Despite its potential as a cancer immunotherapy, wild-type IL-2 is limited by dose-limiting toxicities, including vascular leak syndrome, and its strong activation of regulatory T cells (Tregs), which dampens anti-tumor immunity. These drawbacks are largely driven by IL-2's binding to IL-2Rα, and avoiding this interaction can reduce IL-2-associated toxicities, although it cannot completely eliminate them. To overcome these limitations, βγ-biased IL-2 variants (Non-α-IL-2) have been developed to selectively activate effector T and NK cells.
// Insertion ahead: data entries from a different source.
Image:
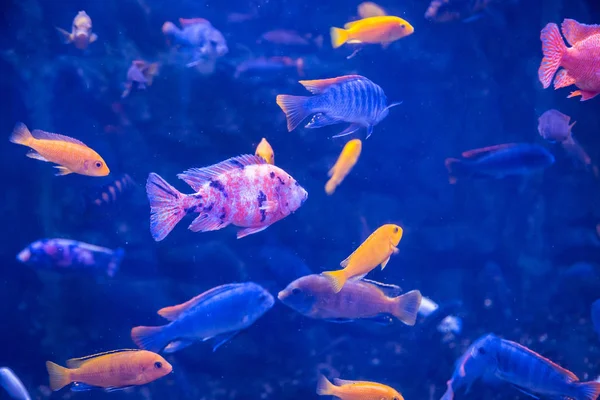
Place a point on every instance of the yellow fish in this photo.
(81, 32)
(375, 30)
(72, 155)
(346, 161)
(356, 390)
(265, 151)
(374, 251)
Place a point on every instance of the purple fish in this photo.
(314, 297)
(350, 98)
(65, 254)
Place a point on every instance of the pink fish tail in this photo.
(166, 206)
(554, 49)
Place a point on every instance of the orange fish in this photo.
(343, 165)
(356, 390)
(72, 155)
(81, 33)
(112, 370)
(579, 62)
(265, 151)
(374, 251)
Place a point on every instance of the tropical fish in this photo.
(373, 30)
(369, 9)
(265, 151)
(314, 297)
(219, 314)
(500, 161)
(13, 385)
(244, 191)
(350, 98)
(269, 65)
(344, 164)
(112, 370)
(374, 251)
(81, 34)
(530, 372)
(72, 155)
(356, 390)
(579, 62)
(70, 255)
(141, 73)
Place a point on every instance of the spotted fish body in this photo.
(351, 98)
(244, 191)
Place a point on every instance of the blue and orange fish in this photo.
(351, 98)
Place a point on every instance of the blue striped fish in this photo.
(350, 98)
(530, 372)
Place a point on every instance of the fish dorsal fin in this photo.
(38, 134)
(78, 362)
(192, 21)
(477, 153)
(557, 367)
(196, 177)
(173, 312)
(575, 32)
(317, 86)
(387, 289)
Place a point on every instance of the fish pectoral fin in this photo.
(35, 155)
(177, 345)
(223, 338)
(269, 206)
(249, 231)
(349, 130)
(62, 170)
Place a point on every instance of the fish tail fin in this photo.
(115, 263)
(59, 376)
(324, 387)
(337, 279)
(338, 37)
(587, 390)
(21, 135)
(165, 206)
(295, 108)
(407, 306)
(151, 338)
(554, 49)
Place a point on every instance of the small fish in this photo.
(376, 250)
(13, 385)
(579, 62)
(112, 370)
(67, 255)
(350, 98)
(81, 34)
(499, 161)
(109, 194)
(141, 73)
(314, 297)
(72, 155)
(530, 372)
(356, 390)
(269, 65)
(265, 151)
(369, 9)
(219, 314)
(344, 164)
(244, 191)
(373, 30)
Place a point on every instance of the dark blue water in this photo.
(518, 256)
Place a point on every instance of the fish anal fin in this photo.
(78, 362)
(320, 85)
(43, 135)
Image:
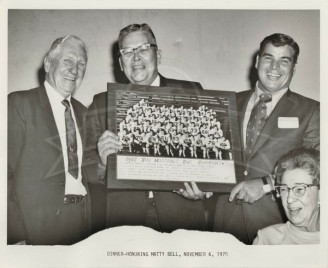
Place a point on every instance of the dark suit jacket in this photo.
(272, 143)
(36, 178)
(166, 212)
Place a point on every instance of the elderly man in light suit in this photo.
(48, 202)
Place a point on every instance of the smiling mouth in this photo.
(294, 211)
(273, 76)
(138, 67)
(70, 79)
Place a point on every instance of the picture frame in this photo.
(172, 135)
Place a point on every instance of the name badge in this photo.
(288, 122)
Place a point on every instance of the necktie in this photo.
(256, 122)
(71, 141)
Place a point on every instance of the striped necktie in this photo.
(71, 141)
(256, 122)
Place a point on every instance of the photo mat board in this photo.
(172, 135)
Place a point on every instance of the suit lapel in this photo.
(281, 109)
(242, 105)
(48, 114)
(79, 115)
(162, 81)
(53, 139)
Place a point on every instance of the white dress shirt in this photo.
(156, 82)
(253, 101)
(72, 185)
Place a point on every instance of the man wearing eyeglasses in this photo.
(273, 120)
(163, 211)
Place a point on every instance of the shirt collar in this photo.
(53, 95)
(275, 95)
(156, 82)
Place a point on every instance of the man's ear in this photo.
(159, 56)
(257, 61)
(120, 61)
(46, 64)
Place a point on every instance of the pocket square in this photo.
(288, 122)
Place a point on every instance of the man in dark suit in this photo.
(163, 211)
(47, 195)
(290, 121)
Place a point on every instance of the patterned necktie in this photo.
(256, 122)
(71, 141)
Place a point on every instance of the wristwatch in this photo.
(266, 185)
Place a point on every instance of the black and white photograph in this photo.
(142, 134)
(171, 135)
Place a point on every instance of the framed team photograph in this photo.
(173, 135)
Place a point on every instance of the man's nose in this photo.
(136, 55)
(74, 69)
(290, 196)
(275, 65)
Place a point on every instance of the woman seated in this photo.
(297, 183)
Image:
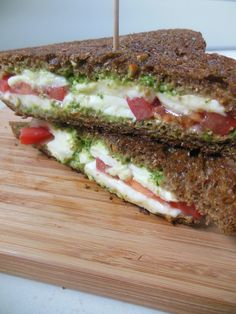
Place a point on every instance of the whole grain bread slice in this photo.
(209, 183)
(176, 56)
However, the clinical efficacy of these agents remains limited. Disappointing outcomes have been observed both in monotherapy and in combination with PD-1 inhibitors. This study investigates the anti-tumor efficacy of Non-α-IL-2, a long-acting, non-IL-2Rα-binding IL-2 variant conjugated to an anti-human serum albumin single-domain antibody, in a colon cancer mouse model. We found that the depletion of NK cells enhances the anti-tumor effect of Non-α-IL-2 combined with PD-1 inhibitors. Analysis of the tumor microenvironment revealed that depletion of NK cells increased CD8 T cell activation and infiltration. T cell subset analysis revealed that the number of exhausted CD8 T cells increased upon NK cell depletion. Moreover, we found that Ulbp1, a ligand of NK activating receptor NKG2D is highly expressed in exhausted CD8 T cells whereas MHC-I, which inhibits NK cell activation, is downregulated in exhausted CD8 T cells. Our results provide a possible explanation for the limited synergy between βγ-biased IL-2 and PD-1 blockade: βγ-biased IL-2-activated NK cells eliminate exhausted CD8 T cells, which are largely tumor-antigen specific T cells, in the TME. These findings underscore the importance of designing next-generation IL-2 variants that, when used in combination with PD-1 inhibitors, minimize NK cell activation to maximize CD8 T cell anti-tumor responses.